Skip to end of metadata
Go to start of metadata

The batch job scheduling system implemented on this system uses SLURM. SLURM is responsible for resource management, job scheduling, and monitoring. 

Fairshare Scheduling Policy

We implement the SLURM Fairshare feature to provide a fair utilization of the available resources.  This is accomplished by allowing historical resource utilization information to be incorporated into job feasibility and priority decisions. This is normally the most significant component of a job's priority, which ultimately defines the position of the job on a queue. We do not use a FIFO (First-In-First-Out) scheduler.  Your jobs' priority will be determined by your utilization over the past seven days (sliding window), with high utilization resulting in lower priority for new jobs.

Backfill Scheduling Policy

This is a scheduling optimization which allows SLURM to make better use of available resources by running jobs out of order.
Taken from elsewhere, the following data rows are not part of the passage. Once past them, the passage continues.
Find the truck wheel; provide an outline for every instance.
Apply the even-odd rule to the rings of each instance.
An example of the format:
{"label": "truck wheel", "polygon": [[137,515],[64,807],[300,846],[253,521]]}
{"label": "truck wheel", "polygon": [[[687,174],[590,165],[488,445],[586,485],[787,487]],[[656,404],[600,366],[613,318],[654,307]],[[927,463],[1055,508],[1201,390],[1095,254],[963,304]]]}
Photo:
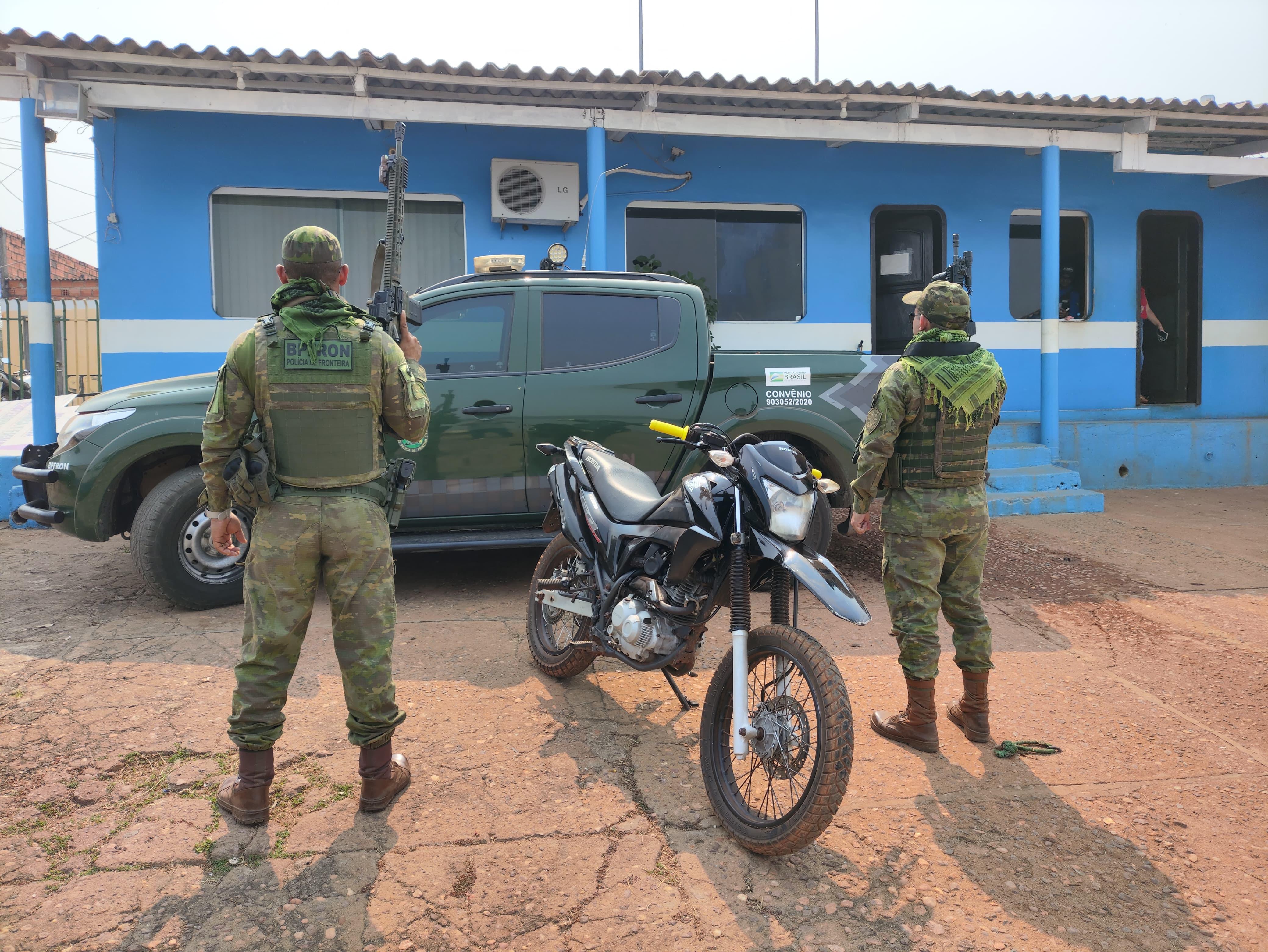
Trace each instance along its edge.
{"label": "truck wheel", "polygon": [[[132,560],[146,587],[181,608],[202,611],[242,601],[242,560],[212,548],[210,520],[198,497],[203,473],[172,473],[141,501],[132,520]],[[235,508],[251,540],[251,512]]]}

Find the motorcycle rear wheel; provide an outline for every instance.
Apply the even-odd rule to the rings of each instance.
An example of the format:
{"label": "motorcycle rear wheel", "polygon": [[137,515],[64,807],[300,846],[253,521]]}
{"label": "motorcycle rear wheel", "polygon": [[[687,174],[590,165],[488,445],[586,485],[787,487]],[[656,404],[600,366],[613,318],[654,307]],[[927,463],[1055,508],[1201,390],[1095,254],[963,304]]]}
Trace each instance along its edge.
{"label": "motorcycle rear wheel", "polygon": [[538,567],[533,570],[529,586],[529,624],[527,639],[533,663],[554,678],[571,678],[595,663],[595,653],[569,641],[590,639],[591,621],[577,620],[578,616],[559,608],[549,608],[536,600],[538,582],[543,578],[558,578],[569,569],[581,565],[577,550],[572,548],[560,532],[547,550],[541,553]]}
{"label": "motorcycle rear wheel", "polygon": [[734,757],[728,652],[700,712],[700,771],[714,813],[741,846],[786,856],[823,833],[846,795],[855,750],[850,693],[827,649],[787,625],[749,634],[748,671],[749,720],[766,740],[746,759]]}

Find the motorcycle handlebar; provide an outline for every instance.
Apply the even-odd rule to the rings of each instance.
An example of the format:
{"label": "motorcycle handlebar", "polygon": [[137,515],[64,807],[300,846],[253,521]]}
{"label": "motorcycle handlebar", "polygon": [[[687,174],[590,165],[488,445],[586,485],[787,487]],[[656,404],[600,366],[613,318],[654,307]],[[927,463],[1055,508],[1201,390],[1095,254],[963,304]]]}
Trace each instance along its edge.
{"label": "motorcycle handlebar", "polygon": [[666,436],[676,436],[680,440],[686,440],[687,434],[691,432],[686,426],[675,426],[673,423],[666,423],[662,420],[653,420],[647,425],[648,430],[654,430],[658,434],[664,434]]}

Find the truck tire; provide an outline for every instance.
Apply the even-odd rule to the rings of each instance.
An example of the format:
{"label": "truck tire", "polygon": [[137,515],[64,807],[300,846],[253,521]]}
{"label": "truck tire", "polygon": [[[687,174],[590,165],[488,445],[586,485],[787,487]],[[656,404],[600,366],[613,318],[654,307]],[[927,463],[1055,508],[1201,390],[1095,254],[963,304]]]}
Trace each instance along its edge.
{"label": "truck tire", "polygon": [[[141,501],[132,520],[132,562],[146,587],[181,608],[202,611],[242,601],[242,562],[210,546],[210,525],[198,497],[203,474],[188,466]],[[251,513],[235,508],[250,544]]]}

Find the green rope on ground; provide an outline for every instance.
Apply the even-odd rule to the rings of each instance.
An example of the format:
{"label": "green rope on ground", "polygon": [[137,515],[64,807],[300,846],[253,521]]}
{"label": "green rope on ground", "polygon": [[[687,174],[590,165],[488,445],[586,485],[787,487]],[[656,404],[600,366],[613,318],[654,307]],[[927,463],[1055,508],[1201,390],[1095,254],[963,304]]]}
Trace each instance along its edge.
{"label": "green rope on ground", "polygon": [[995,757],[1008,758],[1014,754],[1059,754],[1061,748],[1045,744],[1042,740],[1006,740],[995,748]]}

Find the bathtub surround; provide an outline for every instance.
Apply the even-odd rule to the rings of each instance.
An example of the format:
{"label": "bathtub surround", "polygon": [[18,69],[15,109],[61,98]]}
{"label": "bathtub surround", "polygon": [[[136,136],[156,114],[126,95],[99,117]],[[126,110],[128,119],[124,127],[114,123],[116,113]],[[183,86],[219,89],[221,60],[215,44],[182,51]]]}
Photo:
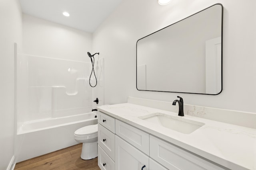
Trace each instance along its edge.
{"label": "bathtub surround", "polygon": [[89,82],[91,34],[26,14],[23,18],[24,53],[18,51],[17,60],[17,162],[78,143],[74,131],[96,124],[92,109],[104,103],[103,57],[94,57],[98,85],[93,88]]}
{"label": "bathtub surround", "polygon": [[14,42],[22,50],[22,12],[18,0],[0,1],[0,170],[15,164]]}

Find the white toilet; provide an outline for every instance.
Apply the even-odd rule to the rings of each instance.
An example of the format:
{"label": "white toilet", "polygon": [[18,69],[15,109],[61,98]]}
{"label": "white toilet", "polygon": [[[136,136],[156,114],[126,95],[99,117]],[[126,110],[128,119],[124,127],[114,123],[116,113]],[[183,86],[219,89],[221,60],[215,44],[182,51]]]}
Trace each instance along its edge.
{"label": "white toilet", "polygon": [[92,125],[78,129],[74,133],[74,139],[83,143],[81,158],[88,160],[98,156],[98,125]]}

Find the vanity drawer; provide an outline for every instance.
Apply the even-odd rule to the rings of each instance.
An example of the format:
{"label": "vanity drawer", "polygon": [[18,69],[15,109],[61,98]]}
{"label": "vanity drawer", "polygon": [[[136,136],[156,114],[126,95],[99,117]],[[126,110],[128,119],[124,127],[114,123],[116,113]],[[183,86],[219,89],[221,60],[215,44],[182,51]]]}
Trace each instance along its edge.
{"label": "vanity drawer", "polygon": [[[149,158],[149,167],[148,170],[168,170],[168,169],[166,168],[150,158]],[[178,169],[172,169],[172,170],[174,169],[179,170]]]}
{"label": "vanity drawer", "polygon": [[115,133],[115,119],[100,111],[98,113],[98,122]]}
{"label": "vanity drawer", "polygon": [[115,135],[98,124],[98,143],[100,146],[115,160]]}
{"label": "vanity drawer", "polygon": [[149,155],[149,135],[116,119],[116,134]]}
{"label": "vanity drawer", "polygon": [[101,170],[115,169],[115,162],[108,156],[100,147],[98,145],[98,165]]}
{"label": "vanity drawer", "polygon": [[171,170],[224,170],[207,160],[152,135],[150,157]]}

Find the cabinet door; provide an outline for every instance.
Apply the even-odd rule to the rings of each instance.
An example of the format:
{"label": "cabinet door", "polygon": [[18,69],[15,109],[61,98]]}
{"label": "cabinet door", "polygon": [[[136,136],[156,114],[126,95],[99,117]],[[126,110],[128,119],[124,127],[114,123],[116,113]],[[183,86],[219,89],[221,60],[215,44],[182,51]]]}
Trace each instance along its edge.
{"label": "cabinet door", "polygon": [[115,162],[98,145],[98,165],[101,170],[114,170]]}
{"label": "cabinet door", "polygon": [[116,119],[116,134],[149,156],[149,134]]}
{"label": "cabinet door", "polygon": [[148,170],[148,156],[116,135],[115,141],[116,170]]}
{"label": "cabinet door", "polygon": [[115,134],[98,124],[98,143],[99,145],[115,161]]}
{"label": "cabinet door", "polygon": [[225,169],[210,160],[151,135],[149,149],[150,157],[169,170]]}

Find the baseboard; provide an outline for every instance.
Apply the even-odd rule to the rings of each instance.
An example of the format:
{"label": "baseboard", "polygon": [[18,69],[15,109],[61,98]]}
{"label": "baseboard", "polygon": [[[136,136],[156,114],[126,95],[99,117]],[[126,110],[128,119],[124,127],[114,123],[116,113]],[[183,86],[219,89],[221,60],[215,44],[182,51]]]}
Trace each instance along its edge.
{"label": "baseboard", "polygon": [[15,156],[14,155],[12,156],[12,159],[9,163],[9,165],[8,165],[8,167],[6,169],[6,170],[13,170],[14,169],[14,167],[15,167],[15,164],[16,164],[16,162],[15,162]]}

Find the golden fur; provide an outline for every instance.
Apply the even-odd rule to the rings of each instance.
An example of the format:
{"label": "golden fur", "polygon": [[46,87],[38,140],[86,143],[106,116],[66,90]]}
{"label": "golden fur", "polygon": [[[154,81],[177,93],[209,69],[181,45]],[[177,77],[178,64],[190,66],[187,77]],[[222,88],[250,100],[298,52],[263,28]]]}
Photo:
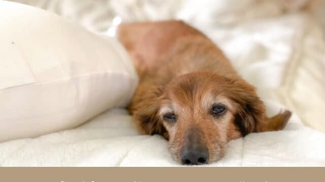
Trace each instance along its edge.
{"label": "golden fur", "polygon": [[[180,163],[188,143],[207,148],[208,162],[216,161],[229,141],[281,129],[291,115],[286,111],[267,117],[253,86],[212,41],[182,21],[122,24],[118,34],[140,77],[129,112],[144,133],[169,140]],[[220,104],[222,115],[212,114]]]}

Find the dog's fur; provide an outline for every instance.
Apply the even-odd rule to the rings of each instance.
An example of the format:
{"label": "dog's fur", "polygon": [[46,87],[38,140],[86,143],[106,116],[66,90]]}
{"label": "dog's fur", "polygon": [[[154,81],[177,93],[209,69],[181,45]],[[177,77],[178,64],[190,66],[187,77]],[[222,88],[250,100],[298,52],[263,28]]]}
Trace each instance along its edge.
{"label": "dog's fur", "polygon": [[[210,163],[223,156],[229,141],[281,129],[291,115],[285,111],[267,117],[253,86],[212,41],[182,21],[122,24],[118,33],[140,78],[129,112],[144,133],[169,140],[179,162],[189,137],[207,147]],[[211,114],[216,104],[225,106],[222,115]]]}

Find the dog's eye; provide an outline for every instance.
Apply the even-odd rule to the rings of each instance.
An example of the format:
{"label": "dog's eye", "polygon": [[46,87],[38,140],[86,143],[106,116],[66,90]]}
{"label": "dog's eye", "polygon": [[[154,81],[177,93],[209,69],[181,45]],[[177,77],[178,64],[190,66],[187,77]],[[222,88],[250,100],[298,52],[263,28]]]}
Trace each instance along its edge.
{"label": "dog's eye", "polygon": [[164,119],[168,121],[175,122],[176,121],[176,116],[172,113],[167,113],[164,115]]}
{"label": "dog's eye", "polygon": [[225,111],[225,107],[222,104],[217,104],[212,107],[212,114],[214,115],[220,115]]}

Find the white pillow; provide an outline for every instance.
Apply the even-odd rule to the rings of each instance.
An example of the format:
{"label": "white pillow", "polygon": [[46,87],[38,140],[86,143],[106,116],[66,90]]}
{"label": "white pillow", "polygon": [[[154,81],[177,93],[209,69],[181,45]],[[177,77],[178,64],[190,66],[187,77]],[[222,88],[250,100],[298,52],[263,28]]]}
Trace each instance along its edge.
{"label": "white pillow", "polygon": [[138,82],[113,38],[0,1],[0,141],[71,128],[126,106]]}

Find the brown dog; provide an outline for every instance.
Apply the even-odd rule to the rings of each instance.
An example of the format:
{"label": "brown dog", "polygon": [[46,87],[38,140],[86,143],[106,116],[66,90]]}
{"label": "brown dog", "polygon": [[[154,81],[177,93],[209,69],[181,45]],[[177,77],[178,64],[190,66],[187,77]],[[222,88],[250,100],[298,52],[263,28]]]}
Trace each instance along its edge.
{"label": "brown dog", "polygon": [[118,34],[140,77],[129,112],[145,133],[169,140],[181,164],[216,161],[230,140],[281,129],[290,118],[288,111],[267,117],[253,86],[183,22],[122,24]]}

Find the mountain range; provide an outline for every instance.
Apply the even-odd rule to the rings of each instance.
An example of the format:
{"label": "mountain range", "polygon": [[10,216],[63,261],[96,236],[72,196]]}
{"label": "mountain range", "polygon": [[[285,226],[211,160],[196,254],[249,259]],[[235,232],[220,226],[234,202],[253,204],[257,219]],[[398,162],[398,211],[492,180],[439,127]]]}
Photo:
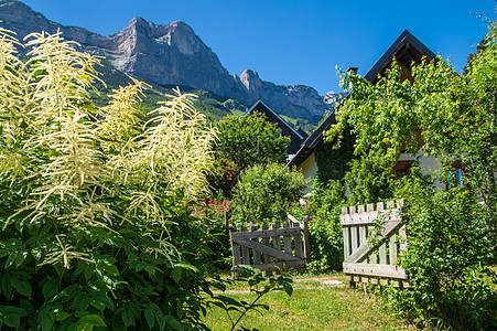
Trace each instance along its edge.
{"label": "mountain range", "polygon": [[100,35],[47,20],[15,0],[0,0],[0,26],[23,39],[32,32],[62,32],[82,51],[105,56],[116,70],[161,86],[187,86],[251,106],[263,99],[274,111],[316,124],[333,107],[335,95],[320,96],[305,85],[284,86],[260,79],[255,71],[230,75],[217,55],[186,23],[169,25],[133,18],[123,30]]}

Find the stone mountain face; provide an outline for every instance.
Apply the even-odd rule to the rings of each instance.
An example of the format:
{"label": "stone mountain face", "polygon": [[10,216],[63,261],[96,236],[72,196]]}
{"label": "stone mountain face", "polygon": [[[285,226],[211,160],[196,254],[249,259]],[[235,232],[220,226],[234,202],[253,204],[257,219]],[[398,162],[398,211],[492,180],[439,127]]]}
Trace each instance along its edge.
{"label": "stone mountain face", "polygon": [[48,21],[13,0],[0,0],[0,26],[14,31],[20,40],[31,32],[60,30],[64,39],[78,42],[86,52],[106,56],[116,68],[161,85],[205,89],[248,106],[261,98],[279,114],[313,121],[331,108],[309,86],[275,85],[248,70],[240,76],[229,75],[217,55],[181,21],[158,25],[134,18],[122,31],[104,36]]}

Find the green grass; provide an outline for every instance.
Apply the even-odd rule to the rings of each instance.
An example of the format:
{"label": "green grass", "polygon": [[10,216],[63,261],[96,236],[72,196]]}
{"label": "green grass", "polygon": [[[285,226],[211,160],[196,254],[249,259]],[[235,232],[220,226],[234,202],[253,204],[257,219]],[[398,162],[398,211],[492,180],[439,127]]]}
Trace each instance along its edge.
{"label": "green grass", "polygon": [[[269,306],[262,313],[249,312],[241,321],[250,330],[415,330],[395,314],[387,313],[378,301],[360,289],[348,286],[329,287],[322,281],[334,277],[299,277],[294,279],[293,295],[270,292],[260,300]],[[240,292],[238,286],[225,292],[236,300],[250,302],[255,295]],[[234,314],[234,319],[238,316]],[[231,323],[226,312],[213,307],[205,320],[213,330],[230,330]],[[237,330],[240,328],[238,325]]]}

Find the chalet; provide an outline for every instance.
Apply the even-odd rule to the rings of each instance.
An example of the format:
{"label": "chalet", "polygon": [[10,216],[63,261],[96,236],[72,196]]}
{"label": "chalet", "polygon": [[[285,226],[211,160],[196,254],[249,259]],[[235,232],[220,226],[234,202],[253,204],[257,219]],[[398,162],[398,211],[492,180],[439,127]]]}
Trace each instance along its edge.
{"label": "chalet", "polygon": [[[409,79],[410,82],[412,82],[413,78],[410,70],[411,64],[420,64],[423,57],[428,60],[436,58],[435,54],[432,51],[430,51],[422,42],[420,42],[414,35],[406,30],[371,67],[371,70],[366,74],[365,78],[372,84],[377,83],[378,77],[385,75],[393,58],[396,58],[396,61],[402,68],[402,79]],[[357,68],[349,70],[357,71]],[[343,98],[342,102],[344,99],[345,98]],[[337,107],[339,107],[339,104]],[[313,179],[320,170],[318,163],[316,162],[316,151],[318,149],[325,148],[323,142],[323,134],[329,130],[331,126],[335,124],[336,118],[335,113],[333,111],[320,125],[320,127],[302,142],[296,153],[288,162],[288,167],[298,167],[304,173],[305,178]],[[420,161],[421,170],[425,173],[429,173],[430,171],[439,168],[436,160],[423,157],[423,154],[419,154],[413,158],[412,156],[402,153],[397,164],[392,169],[393,174],[396,177],[401,175],[402,173],[409,174],[409,169],[412,166],[414,159],[418,159]]]}
{"label": "chalet", "polygon": [[279,116],[274,110],[271,109],[263,100],[258,99],[253,106],[247,110],[248,114],[258,111],[266,116],[269,122],[275,124],[279,129],[281,129],[281,135],[284,137],[290,137],[289,156],[292,157],[299,150],[302,141],[307,138],[302,129],[295,130],[290,126],[281,116]]}

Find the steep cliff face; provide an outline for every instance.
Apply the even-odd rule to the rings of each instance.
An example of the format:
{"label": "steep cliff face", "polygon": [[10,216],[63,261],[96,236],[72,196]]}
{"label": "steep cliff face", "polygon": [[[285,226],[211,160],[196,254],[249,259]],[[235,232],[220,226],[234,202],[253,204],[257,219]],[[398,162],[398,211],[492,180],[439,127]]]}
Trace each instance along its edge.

Using job data such as walltime and resources requested, the scheduler can start other, lower-priority jobs so long as they do not delay the highest priority jobs.  Because of the way it works, essentially filling in holes in node space, backfill tends to favor smaller and shorter running jobs more than larger and longer running ones.

Accurate Walltime Improves Scheduling of Jobs

It is important to specify an accurate walltime for your job in your SLURM submission script.  Selecting the default walltime for jobs that are known to run for less time may result in the job being delayed by the scheduler due to an overestimation of the time the job needs to run.

Automatic Queue Routing

Each of our compute resources has a pre-defined default queue.  If you submit your job without specifying a queue, your job will be automatically routed to the default queue.  Therefore, be aware of which queue you intend for the job to run in and specify this queue in your SLURM batch script.